Ahangaran Meysam, Dawalatabad Nauman, Karjadi Cody, Glass James, Au Rhoda, Kolachalama Vijaya B
Department of Medicine, Boston University Chobanian and Avedisian School of Medicine, 72 E. Concord St, Boston, MA, USA - 02118.
Computer Science and Artificial Intelligence Laboratory, Massachusetts Institute of Technology, 77 Massachusetts Avenue, Cambridge, MA, USA - 02139.
medRxiv. 2024 Nov 28:2024.11.25.24317900. doi: 10.1101/2024.11.25.24317900.

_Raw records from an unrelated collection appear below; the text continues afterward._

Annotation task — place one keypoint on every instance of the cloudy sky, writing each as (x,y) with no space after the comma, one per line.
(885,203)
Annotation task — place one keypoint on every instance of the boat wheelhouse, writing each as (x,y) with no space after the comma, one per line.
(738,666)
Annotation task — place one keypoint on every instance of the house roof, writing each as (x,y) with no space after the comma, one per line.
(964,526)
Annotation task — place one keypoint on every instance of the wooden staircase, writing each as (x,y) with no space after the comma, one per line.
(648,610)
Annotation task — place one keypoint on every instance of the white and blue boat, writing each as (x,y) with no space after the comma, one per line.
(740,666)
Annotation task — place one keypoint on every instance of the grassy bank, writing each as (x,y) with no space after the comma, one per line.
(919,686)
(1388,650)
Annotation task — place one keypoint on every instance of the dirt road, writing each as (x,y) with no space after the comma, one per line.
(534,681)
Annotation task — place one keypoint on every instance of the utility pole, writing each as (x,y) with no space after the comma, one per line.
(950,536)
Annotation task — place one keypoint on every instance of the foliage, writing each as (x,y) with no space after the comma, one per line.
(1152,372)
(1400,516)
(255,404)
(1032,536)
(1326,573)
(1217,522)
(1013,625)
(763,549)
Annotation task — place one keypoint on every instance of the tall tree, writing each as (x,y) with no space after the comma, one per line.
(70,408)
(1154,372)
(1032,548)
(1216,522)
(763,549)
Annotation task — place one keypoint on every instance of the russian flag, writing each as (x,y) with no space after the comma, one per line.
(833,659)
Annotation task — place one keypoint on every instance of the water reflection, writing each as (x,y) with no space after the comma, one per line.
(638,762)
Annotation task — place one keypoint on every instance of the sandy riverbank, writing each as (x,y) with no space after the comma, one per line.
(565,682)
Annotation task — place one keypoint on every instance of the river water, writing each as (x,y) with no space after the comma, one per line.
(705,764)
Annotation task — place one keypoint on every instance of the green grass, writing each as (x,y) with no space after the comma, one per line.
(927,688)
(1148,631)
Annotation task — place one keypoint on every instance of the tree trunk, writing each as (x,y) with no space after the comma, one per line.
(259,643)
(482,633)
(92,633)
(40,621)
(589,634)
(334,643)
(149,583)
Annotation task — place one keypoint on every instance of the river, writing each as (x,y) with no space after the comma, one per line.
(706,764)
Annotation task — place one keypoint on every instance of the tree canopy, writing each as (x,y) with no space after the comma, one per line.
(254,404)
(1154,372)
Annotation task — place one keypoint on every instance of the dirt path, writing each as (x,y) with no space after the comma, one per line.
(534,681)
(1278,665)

Digital voice analysis is gaining traction as a tool to differentiate cognitively normal from impaired individuals. However, voice data poses privacy risks due to the potential identification of speakers by automated systems.
We developed a framework that uses weighted linear interpolation of privacy and utility metrics to balance speaker obfuscation and cognitive integrity in cognitive assessments. This framework applies pitch-shifting for speaker obfuscation while preserving cognitive speech features. We tested it on digital voice recordings from the Framingham Heart Study (N=128) and Dementia Bank Delaware corpus (N=85), both containing responses to neuropsychological tests.
The tool effectively obfuscated speaker identity while maintaining cognitive feature integrity, achieving an accuracy of 0.6465 in classifying individuals with normal cognition, mild cognitive impairment, and dementia in the FHS cohort.
Our approach enables the development of digital markers for dementia assessment while protecting sensitive personal information, offering a scalable solution for privacy-preserving voice-based diagnostics.
数字语音分析作为一种区分认知正常个体与受损个体的工具正越来越受到关注。然而,由于自动系统可能识别说话者,语音数据存在隐私风险。
我们开发了一个框架,该框架使用隐私和效用指标的加权线性插值来平衡认知评估中说话者的模糊处理和认知完整性。此框架在保留认知语音特征的同时,应用音高转换来模糊说话者身份。我们在弗雷明汉心脏研究(N = 128)和特拉华痴呆症银行语料库(N = 85)的数字语音记录上对其进行了测试,这两个语料库均包含对神经心理学测试的回答。
该工具在保持认知特征完整性的同时有效地模糊了说话者身份,在弗雷明汉心脏研究队列中对认知正常、轻度认知障碍和痴呆个体进行分类时,准确率达到了0.6465。
我们的方法能够在保护敏感个人信息的同时开发用于痴呆症评估的数字标记,为基于语音的隐私保护诊断提供了一种可扩展的解决方案。